L'Intégration des Nouveaux Convertis Non-Arabes à l'Islam

Au milieu du VIIe siècle, l'horizon du monde musulman s'élargissait à une vitesse fulgurante. Les étendards de l'Islam flottaient bien au-delà des déserts d'Arabie, sur les terres fertiles de Perse, de Syrie et d'Égypte. Cette expansion rapide ne fut pas seulement territoriale ; elle fut aussi humaine et spirituelle, entraînant la conversion de peuples aux langues et cultures variées, un phénomène qui allait poser des défis inédits à la jeune communauté.

L'Ère des Conquêtes et les Premières Vagues de Conversion

Dès les premières années du califat, les armées musulmanes, portées par une foi et une cohésion remarquables, se sont étendues au-delà de la péninsule Arabique. Elles rencontrèrent des empires anciens et des civilisations complexes. De nombreux peuples, Perses, Coptes, Araméens ou Berbères, embrassèrent la nouvelle foi pour des raisons diverses : conviction spirituelle sincère, désir d'échapper au statut de dhimmi (protégé non-musulman) et à l'impôt de la jizya, ou encore par opportunisme social.

Le Statut des "Mawali"

Ces nouveaux convertis non-arabes, connus sous le nom de mawali (sing. mawla), ne devenaient pas automatiquement des membres de la communauté à part entière sur un pied d'égalité avec les Arabes. Pour s'intégrer, ils devaient le plus souvent devenir les clients d'une tribu arabe, un système hérité des structures sociales préislamiques. Bien que frères en religion, une distinction sociale persistait, créant une hiérarchie de fait entre les conquérants arabes et les populations locales converties. Cette situation fut une source de tensions latentes qui marquèrent profondément les décennies suivantes.

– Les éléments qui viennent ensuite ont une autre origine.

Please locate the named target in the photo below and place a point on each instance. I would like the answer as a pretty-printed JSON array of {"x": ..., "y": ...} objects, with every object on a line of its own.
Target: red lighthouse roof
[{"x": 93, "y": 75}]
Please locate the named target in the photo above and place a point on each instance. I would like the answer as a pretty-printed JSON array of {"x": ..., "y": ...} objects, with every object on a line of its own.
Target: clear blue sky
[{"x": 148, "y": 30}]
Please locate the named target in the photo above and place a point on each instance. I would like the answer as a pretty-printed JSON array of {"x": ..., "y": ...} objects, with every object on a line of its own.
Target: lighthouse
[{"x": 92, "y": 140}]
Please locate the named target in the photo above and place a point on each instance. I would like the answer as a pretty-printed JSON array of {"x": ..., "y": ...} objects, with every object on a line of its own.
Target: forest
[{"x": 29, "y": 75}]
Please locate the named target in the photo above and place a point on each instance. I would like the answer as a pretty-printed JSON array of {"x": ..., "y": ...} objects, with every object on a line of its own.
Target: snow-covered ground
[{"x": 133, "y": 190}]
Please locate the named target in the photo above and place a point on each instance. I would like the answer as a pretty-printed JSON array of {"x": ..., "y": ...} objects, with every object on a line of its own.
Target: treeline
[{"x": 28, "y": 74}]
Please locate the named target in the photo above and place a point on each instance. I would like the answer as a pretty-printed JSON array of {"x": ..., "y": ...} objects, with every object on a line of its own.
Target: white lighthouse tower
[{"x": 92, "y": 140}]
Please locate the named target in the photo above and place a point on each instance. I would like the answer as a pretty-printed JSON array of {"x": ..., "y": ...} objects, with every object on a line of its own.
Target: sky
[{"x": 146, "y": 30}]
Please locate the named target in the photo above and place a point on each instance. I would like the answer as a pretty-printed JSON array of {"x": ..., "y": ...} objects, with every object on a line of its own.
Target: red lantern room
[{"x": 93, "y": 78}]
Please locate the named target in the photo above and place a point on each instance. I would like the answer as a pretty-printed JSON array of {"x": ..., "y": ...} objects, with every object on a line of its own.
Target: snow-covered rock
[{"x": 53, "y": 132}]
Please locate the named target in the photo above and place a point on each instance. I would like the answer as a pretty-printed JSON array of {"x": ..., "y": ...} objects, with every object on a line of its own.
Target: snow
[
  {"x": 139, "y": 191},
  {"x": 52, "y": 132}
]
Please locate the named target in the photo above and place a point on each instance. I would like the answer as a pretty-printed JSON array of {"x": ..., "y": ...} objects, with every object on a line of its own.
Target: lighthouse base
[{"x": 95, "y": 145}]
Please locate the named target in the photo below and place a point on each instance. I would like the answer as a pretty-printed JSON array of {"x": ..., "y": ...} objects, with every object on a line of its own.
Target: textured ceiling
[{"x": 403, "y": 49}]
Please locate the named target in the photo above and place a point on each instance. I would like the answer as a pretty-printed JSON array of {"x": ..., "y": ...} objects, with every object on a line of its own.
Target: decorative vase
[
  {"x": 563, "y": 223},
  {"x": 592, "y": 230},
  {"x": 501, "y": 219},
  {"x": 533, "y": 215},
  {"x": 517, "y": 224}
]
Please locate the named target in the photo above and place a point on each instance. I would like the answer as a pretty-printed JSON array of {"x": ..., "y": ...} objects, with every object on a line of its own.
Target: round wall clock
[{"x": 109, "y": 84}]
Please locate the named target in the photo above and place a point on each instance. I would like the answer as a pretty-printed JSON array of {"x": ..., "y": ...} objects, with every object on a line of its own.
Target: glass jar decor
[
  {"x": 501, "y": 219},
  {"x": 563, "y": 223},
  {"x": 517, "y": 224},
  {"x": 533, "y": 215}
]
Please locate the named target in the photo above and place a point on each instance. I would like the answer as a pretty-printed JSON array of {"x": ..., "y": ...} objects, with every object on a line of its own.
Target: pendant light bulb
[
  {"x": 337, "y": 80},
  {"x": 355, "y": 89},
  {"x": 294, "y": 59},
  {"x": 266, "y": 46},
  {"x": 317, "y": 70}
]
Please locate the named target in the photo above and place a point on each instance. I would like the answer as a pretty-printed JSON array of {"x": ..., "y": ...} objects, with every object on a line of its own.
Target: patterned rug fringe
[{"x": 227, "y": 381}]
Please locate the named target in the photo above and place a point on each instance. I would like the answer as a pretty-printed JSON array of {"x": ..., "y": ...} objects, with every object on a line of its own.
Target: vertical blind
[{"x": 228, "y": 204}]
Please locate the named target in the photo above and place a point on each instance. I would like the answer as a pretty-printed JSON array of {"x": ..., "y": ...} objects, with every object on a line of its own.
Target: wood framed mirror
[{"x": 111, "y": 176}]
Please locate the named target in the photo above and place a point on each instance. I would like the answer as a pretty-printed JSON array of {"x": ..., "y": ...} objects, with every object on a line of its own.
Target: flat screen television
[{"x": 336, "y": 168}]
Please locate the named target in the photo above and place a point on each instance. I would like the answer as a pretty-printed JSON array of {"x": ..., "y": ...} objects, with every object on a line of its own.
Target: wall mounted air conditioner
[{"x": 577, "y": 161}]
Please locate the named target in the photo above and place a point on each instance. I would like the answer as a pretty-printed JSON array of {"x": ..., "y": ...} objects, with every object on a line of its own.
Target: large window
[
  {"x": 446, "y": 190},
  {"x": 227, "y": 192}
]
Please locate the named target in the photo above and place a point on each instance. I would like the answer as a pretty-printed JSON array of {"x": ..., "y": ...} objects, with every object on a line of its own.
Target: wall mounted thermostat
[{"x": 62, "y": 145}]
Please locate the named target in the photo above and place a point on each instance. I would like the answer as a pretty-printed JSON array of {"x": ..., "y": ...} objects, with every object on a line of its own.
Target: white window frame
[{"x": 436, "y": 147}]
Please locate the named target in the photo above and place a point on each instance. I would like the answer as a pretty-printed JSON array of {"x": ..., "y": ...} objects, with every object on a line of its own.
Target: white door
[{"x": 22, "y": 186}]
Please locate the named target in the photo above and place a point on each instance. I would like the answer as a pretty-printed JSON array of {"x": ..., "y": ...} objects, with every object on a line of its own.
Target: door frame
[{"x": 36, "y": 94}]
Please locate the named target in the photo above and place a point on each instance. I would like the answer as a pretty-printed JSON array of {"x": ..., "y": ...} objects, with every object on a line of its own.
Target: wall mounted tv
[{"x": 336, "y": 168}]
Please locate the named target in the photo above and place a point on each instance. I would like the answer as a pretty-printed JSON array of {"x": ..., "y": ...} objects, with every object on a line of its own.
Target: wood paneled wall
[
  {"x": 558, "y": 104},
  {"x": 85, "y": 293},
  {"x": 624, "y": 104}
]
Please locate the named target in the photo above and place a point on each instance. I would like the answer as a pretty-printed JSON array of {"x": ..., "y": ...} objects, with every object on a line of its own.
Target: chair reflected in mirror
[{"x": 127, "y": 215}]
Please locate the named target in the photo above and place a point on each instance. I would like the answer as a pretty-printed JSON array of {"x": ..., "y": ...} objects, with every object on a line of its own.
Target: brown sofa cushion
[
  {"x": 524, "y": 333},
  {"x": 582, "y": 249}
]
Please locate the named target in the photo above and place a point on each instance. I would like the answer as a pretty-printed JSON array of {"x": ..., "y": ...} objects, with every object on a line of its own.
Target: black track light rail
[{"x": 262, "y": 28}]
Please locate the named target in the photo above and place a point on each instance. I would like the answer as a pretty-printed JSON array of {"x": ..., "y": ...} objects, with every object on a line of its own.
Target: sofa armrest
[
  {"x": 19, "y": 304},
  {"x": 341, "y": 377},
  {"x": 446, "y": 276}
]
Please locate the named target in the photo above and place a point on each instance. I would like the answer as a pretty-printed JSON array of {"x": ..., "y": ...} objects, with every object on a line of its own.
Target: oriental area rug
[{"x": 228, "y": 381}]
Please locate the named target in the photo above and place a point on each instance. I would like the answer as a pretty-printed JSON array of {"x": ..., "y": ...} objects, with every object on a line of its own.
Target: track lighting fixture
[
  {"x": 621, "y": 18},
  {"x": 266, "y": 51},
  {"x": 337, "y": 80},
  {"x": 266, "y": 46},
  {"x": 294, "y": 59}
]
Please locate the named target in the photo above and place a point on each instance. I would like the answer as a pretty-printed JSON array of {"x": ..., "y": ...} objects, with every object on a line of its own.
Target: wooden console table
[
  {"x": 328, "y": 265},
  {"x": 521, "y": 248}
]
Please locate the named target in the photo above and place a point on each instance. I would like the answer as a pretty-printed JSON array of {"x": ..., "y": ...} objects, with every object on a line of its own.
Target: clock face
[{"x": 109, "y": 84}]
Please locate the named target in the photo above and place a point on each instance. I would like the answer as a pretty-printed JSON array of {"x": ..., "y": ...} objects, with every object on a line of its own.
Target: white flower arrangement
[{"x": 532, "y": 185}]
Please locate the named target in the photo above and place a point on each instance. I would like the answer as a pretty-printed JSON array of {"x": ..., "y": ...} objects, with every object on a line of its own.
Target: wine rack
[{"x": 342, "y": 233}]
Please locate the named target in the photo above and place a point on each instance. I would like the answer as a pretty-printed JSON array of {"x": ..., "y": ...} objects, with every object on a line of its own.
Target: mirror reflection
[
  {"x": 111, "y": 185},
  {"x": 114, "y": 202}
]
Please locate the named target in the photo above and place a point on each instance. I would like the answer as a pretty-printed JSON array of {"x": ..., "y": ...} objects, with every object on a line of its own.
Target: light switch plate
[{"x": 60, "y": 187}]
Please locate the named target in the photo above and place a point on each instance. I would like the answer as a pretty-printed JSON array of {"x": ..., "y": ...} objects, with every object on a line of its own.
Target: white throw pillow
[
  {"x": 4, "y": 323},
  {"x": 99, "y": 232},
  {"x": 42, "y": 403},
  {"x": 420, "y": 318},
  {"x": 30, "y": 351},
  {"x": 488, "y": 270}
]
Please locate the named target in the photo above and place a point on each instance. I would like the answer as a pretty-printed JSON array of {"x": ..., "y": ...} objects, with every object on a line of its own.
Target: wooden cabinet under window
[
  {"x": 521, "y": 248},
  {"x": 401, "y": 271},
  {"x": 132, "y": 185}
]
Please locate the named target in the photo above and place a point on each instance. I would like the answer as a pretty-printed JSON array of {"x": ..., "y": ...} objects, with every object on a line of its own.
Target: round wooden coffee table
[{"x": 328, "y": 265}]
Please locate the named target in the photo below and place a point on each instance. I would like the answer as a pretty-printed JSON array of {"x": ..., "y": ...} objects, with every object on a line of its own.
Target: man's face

Le Défi de la Langue et de la Révélation

Le pilier central de la foi islamique est le Coran, révélé en langue arabe. Pour un converti dont la langue maternelle était le pehlevi, le copte ou le syriaque, l'accès au texte sacré représentait un obstacle considérable. La beauté et la complexité de l'arabe coranique exigeaient un apprentissage rigoureux, non seulement pour la compréhension mais surtout pour la récitation liturgique, un acte de dévotion fondamental.

La Diversité des Accents et ses Conséquences

Dans les nouvelles cités-garnisons comme Koufa, Bassora ou Fustat, des mondes se croisaient. Les maîtres arabes enseignaient le Coran à des disciples venus de tous horizons. Inévitablement, les substrats linguistiques locaux commencèrent à influencer la manière dont le texte était prononcé. Un Persan ne maîtrisait pas les mêmes phonèmes gutturaux qu'un Arabe du Hedjaz. Ces variations, bien au-delà des simples différences dialectales arabes, devenaient une source de préoccupation majeure. La récitation du Coran, parole divine immuable, semblait se fragmenter en une multitude de versions orales, perçues comme des altérations potentielles du message sacré.

La Naissance de Centres d'Enseignement

Face à ce risque, une prise de conscience émergea. Il devint impératif de structurer l'enseignement de l'arabe et du Coran. Des compagnons du Prophète et leurs élèves furent envoyés dans les provinces pour y établir des cercles d'étude et diffuser une récitation aussi fidèle que possible à celle entendue de la bouche du Prophète. Ces efforts pour préserver l'intégrité du texte s'inscrivaient dans le contexte global de l'unification du texte coranique qui devenait de plus en plus urgent.

De la Divergence à la Dispute : la Menace de la "Fitna"

Les différences de récitation, initialement tolérées, commencèrent à engendrer des conflits ouverts. Des soldats venus de différentes provinces de l'empire, se retrouvant sur les champs de bataille en Arménie et en Azerbaïdjan, s'accusaient mutuellement de réciter le Coran de manière erronée. Ce qui était une question de phonétique devenait une accusation d'hérésie, menaçant de fissurer l'unité de la communauté musulmane (la Ummah).

Ces disputes virulentes firent remonter jusqu'au calife `Uthman ibn `Affan à Médine le sentiment d'un péril imminent. La crainte de la fitna, la sédition ou la guerre civile née de désaccords religieux, était dans tous les esprits. C'est ce creuset de diversité culturelle et de tensions linguistiques, né de l'intégration massive de convertis non-arabes, qui constitua l'une des raisons fondamentales poussant le calife à prendre une décision historique : standardiser le texte coranique pour préserver l'unité de la foi et de la communauté.